Solène Debiès (born 20 July 1975) is a French graphic artist and illustrator.

Biography 
Solène Debiès was graduated from the Pivaut school of Applied Arts and Narrative Drawing in Nantes in 1996.

After starting her professional life as a graphic designer in an advertising agency, she started illustrating in 2000, and began to work for the press, in publishing and advertising. She tends to draw characters in a graphic and colorful style.

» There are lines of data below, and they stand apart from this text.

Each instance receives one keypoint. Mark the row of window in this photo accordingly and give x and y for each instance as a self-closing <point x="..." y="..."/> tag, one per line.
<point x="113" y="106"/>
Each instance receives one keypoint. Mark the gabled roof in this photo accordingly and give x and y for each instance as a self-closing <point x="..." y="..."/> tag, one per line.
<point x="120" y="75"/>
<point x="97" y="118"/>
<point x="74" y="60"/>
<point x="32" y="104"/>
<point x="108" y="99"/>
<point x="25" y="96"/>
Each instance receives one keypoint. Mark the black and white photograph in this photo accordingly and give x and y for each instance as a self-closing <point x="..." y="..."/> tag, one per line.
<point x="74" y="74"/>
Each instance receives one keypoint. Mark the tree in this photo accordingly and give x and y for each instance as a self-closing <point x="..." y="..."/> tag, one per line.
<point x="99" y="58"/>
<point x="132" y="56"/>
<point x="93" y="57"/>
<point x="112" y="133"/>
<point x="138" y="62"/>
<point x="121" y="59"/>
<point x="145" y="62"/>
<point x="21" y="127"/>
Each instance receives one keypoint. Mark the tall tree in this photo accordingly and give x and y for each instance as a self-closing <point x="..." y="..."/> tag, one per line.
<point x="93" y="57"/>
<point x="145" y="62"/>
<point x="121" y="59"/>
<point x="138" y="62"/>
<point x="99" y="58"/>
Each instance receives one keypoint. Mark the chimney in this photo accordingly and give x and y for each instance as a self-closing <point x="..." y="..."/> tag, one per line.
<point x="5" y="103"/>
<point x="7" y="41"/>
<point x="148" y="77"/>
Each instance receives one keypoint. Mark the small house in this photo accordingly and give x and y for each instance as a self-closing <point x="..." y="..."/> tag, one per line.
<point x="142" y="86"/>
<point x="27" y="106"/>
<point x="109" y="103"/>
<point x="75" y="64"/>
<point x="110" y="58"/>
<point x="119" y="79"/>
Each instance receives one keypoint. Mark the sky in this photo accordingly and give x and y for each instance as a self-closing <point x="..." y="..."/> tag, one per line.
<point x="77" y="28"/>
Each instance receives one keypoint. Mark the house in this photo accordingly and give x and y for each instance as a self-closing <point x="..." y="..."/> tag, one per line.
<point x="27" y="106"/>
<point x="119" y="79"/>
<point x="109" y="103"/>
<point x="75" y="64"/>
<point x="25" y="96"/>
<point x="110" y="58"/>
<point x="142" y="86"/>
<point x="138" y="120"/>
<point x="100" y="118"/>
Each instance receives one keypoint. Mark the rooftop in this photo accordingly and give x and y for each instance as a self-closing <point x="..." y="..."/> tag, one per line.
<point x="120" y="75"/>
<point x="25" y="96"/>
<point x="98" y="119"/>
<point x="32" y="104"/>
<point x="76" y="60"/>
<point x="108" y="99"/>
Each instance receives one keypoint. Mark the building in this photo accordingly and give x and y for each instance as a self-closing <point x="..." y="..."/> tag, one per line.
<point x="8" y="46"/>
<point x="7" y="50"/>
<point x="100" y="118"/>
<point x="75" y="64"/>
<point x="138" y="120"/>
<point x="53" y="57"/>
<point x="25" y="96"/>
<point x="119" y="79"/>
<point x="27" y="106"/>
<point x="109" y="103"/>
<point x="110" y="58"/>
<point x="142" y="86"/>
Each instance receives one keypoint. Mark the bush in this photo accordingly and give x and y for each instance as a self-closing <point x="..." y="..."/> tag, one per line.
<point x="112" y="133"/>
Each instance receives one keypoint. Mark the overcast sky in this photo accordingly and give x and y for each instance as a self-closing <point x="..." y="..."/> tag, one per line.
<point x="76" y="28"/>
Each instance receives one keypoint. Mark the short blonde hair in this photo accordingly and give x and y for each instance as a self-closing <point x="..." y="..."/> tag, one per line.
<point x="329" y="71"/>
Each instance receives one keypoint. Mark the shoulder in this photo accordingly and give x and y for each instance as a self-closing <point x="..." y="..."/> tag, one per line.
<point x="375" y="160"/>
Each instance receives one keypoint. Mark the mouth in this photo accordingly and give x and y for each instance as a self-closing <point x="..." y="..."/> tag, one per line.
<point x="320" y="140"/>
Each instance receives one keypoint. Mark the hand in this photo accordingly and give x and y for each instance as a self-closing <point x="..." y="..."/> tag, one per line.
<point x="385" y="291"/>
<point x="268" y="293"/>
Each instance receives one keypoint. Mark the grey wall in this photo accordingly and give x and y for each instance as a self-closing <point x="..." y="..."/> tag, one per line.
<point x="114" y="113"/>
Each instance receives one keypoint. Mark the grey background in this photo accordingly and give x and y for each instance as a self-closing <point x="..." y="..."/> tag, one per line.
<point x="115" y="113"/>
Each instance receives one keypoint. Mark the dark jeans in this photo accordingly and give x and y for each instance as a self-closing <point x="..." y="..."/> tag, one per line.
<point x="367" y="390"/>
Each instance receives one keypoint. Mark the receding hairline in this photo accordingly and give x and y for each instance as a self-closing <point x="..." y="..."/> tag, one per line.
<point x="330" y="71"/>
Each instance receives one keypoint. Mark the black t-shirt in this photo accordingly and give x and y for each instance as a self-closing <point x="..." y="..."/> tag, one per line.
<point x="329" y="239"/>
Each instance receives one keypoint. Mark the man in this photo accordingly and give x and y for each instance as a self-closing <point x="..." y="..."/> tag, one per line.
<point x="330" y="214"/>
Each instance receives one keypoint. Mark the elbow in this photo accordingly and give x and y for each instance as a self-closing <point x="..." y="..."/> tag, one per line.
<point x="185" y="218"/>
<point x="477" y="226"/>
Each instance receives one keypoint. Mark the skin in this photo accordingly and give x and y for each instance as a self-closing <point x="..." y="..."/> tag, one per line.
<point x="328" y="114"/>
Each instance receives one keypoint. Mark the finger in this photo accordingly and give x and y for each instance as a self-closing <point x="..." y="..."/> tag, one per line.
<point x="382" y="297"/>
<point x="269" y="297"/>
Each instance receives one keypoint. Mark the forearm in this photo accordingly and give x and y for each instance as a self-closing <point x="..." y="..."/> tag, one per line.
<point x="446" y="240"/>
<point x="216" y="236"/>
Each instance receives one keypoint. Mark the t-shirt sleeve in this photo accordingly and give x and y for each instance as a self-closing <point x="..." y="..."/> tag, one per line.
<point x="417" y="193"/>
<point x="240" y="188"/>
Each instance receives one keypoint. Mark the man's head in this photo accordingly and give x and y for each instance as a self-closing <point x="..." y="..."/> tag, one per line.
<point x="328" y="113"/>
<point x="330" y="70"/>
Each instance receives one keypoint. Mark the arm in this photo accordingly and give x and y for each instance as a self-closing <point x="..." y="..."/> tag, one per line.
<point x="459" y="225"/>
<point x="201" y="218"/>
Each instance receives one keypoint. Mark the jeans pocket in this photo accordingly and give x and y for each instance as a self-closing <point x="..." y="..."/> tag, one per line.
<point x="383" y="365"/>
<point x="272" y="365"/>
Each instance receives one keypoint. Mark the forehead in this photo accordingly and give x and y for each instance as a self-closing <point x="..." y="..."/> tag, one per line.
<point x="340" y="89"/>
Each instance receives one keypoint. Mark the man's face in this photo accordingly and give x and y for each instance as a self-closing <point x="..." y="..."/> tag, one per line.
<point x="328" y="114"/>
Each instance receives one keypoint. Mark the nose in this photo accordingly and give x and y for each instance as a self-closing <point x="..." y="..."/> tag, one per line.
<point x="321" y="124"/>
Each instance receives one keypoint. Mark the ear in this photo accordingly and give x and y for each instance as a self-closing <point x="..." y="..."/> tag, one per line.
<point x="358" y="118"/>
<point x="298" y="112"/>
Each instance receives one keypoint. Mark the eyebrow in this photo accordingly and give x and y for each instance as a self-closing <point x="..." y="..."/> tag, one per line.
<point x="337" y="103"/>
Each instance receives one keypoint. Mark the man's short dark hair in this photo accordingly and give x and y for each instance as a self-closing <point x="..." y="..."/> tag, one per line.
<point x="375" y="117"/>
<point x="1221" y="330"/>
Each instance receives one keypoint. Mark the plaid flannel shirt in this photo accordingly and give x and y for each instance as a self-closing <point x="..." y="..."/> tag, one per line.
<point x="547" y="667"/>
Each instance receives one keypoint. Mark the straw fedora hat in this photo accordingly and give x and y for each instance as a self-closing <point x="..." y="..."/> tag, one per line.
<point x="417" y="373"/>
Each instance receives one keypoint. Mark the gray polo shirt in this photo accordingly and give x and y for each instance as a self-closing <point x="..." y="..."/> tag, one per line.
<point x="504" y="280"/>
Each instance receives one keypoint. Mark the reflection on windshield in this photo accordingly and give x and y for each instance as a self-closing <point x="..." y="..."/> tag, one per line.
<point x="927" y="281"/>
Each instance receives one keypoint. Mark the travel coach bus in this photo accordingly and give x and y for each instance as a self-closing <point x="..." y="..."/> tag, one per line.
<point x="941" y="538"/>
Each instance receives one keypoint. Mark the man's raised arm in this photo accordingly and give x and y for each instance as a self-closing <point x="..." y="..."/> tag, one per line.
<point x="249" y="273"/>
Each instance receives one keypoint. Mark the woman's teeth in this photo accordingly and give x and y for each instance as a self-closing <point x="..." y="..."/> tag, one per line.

She drew for newspapers such as Elle (India) (from 2005 to 2013), Harper's Bazaar (India), S Magazine (UK), Biba (France), Marie-Claire (France), Le Figaro (France), or Nail Pro (US).

She illustrated the book of the humorist Olivier Giraud  "The (very) practical guide to the perfect Parisian" and the women from Cannes for the "sales & the city" campaigns shown in the town hall of Cannes.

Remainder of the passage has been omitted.